Früh in der Ausstellung wird mir klar, dass mein vorherrschendes Bild von Nonnen im Mittelalter sich als vorurteilsbehaftet und sehr vereinfacht herausstellt. Die gängige Vorstellung von Nonnen, welche ihr Leben nur dem Studium der Bibel, Gott und dem Beten verschrieben haben, wird spätestens bei der Ämterwand an «Station 9» widerlegt. In überraschender Vielfalt werden die verschiedenen Funktionen und Ämter der Nonnen aufgezeigt, welche im Mittelalter etwa 10% der Frauen ausmachten. Nachdem die ersten neun Stationen über die religiöse Lebensform der Nonnen und deren Eintritt ins Kloster informiert, folgt nun ein Abschnitt über die Blütezeit der Frauenklöster im 12. und 13. Jahrhundert. Rasch wird ersichtlich, dass auch in der männerdominierten Welt des Mittelalters viele Nonnen Machtpositionen besassen. So herrschten Äbtissinnen über grosse Ländereien und Dörfer, ernannten Pfarrer und erteilten Aufträge zum Bau von Kirchen und Klöstern. Pétronille de Chemillé etwa war Äbtissin des Klosters Fontevrault in Westfrankreich. Ihr unterstanden nicht nur die Nonnen eines der mächtigsten und grössten Frauenordens im damaligen Europa, sondern auch die Mönche ihrer Abtei und den über 40 Konventen des Ordens.

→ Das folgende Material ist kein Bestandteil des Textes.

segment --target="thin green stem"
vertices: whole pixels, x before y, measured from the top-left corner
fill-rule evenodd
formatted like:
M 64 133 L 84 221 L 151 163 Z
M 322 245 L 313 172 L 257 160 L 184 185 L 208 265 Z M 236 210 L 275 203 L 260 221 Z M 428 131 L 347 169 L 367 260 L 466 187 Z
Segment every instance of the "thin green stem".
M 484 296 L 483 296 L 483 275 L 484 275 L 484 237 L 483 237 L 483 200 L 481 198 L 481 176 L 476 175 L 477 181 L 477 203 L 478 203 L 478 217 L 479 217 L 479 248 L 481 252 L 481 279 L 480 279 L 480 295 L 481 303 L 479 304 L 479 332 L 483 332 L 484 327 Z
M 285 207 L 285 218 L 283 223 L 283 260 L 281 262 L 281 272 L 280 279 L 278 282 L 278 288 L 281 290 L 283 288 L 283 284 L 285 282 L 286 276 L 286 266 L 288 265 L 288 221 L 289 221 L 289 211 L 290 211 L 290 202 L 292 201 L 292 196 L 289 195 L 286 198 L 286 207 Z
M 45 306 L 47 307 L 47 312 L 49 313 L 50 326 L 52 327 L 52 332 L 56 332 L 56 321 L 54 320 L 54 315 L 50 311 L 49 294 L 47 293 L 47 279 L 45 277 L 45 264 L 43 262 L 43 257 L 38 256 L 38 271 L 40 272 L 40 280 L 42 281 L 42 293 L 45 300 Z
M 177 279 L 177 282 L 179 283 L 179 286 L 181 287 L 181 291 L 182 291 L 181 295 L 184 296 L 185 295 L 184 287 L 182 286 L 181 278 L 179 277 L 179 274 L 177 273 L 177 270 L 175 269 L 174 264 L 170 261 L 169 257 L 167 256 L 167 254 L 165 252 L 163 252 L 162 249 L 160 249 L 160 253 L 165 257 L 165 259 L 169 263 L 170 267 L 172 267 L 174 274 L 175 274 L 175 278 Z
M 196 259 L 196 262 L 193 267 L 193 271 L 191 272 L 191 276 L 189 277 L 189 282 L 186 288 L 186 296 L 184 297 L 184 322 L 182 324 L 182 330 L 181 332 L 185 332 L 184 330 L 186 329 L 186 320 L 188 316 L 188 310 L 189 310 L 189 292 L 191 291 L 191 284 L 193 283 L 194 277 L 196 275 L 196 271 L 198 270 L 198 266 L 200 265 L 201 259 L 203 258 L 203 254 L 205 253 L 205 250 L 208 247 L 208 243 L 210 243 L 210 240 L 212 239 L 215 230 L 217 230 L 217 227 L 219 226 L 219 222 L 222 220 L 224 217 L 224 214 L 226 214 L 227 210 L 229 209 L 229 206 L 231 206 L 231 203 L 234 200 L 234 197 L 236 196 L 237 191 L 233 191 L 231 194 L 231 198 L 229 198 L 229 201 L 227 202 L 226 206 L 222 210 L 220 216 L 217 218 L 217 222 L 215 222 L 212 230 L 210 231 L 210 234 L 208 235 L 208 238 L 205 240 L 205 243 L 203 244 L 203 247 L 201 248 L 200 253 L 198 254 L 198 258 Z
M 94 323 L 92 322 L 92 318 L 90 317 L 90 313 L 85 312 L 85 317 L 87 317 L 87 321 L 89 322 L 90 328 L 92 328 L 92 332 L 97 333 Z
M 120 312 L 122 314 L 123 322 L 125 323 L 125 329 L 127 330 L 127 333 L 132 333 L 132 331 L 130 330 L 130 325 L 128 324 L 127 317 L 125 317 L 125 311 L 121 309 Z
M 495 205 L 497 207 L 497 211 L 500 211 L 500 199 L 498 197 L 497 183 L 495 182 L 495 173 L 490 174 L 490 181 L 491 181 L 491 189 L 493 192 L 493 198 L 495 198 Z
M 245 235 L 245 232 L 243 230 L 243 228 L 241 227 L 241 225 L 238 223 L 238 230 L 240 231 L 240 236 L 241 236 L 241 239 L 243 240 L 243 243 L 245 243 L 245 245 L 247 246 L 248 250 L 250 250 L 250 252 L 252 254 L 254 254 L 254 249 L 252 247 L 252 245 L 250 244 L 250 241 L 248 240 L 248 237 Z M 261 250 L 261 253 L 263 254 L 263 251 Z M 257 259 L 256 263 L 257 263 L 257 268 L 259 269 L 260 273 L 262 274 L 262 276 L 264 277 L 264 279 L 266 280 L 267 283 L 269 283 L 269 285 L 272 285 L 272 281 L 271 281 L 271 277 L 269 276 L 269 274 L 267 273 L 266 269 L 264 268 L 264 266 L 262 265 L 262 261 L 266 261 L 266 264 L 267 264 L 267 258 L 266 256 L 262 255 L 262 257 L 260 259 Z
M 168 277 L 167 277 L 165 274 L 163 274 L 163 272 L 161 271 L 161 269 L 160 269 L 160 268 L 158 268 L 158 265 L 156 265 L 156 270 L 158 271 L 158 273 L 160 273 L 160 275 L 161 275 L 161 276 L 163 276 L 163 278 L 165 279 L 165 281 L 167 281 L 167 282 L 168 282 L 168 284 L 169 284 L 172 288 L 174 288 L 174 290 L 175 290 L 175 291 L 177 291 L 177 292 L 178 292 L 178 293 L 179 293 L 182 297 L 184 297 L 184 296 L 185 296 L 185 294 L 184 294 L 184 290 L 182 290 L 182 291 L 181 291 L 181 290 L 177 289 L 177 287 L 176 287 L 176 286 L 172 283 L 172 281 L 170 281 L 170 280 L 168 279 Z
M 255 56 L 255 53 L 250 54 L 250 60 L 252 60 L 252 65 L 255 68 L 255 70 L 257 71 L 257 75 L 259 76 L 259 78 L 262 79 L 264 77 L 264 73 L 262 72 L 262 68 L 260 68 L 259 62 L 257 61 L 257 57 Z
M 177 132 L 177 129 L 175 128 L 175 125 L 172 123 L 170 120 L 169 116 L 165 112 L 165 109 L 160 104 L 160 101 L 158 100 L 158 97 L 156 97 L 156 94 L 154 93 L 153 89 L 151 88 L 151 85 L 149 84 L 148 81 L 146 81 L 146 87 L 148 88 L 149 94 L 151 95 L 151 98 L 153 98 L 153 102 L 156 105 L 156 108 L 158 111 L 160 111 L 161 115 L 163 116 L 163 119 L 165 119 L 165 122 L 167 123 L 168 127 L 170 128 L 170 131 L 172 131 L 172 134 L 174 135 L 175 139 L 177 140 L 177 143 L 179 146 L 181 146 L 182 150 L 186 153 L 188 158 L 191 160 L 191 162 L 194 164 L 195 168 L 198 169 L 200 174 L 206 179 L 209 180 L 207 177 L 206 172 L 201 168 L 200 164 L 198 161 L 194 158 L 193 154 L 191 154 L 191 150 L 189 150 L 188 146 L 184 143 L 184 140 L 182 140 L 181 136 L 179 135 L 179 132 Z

Neben Pétronille de Chemillé wird die Lebensgeschichte von 14 weiteren Nonnen in Hörstationen erzählt. So etwa auch die von Gelehrten oder Kunsthandwerkerinnen. Hin und wieder kommt es vor, dass die Hörstationen sich von selbst abspielen, auch nachdem ich längst an ihnen vorbeigegangen bin. Ich erschrecke jeweils ziemlich, finde aber den Gedanken daran, mehrmals von über 800 Jahren alten Nonnen erschreckt worden zu sein, ziemlich amüsant. Da in der damaligen Zeit Frauen der Zugang zu Universitäten verwehrt blieb, ergaben sich vielerorts Frauenklöster als wichtige Bildungszentren. Die Universalgelehrte Herrad von Landsberg beispielsweise verfasste die erste, von einer Frau herausgegeben Enzyklopädie mit dem Titel Hortus Deliciarum („Garten der Köstlichkeiten“). Andere Gelehrte wie Hildegrad von Bingen schrieben Werke über den menschlichen Körper, Tiere oder die Heilkraft von Pflanzen. Als Zürcher besonders eindrücklich empfand ich die Geschichte der Äbtissin des Fraumünsters Elisabeth von Wetzikon, welche durch ihre Funktion auch Stadtherrin und demnach zuständig für das Verleihen von Münzrecht, dem Bestimmen von Mass und Gewicht, sowie dem Markt- und Zollrecht war. Als Äbtissin war sie zudem Reichsfürstin und somit eine der mächtigsten Frauen im Heiligen Römischen Reich. Des Weiteren zählte der Empfang königlicher Familien in der Stadt zu ihren Aufgaben, zu dessen Zweck sie extra den grossen Platz vor dem Fraumünster anlegen liess.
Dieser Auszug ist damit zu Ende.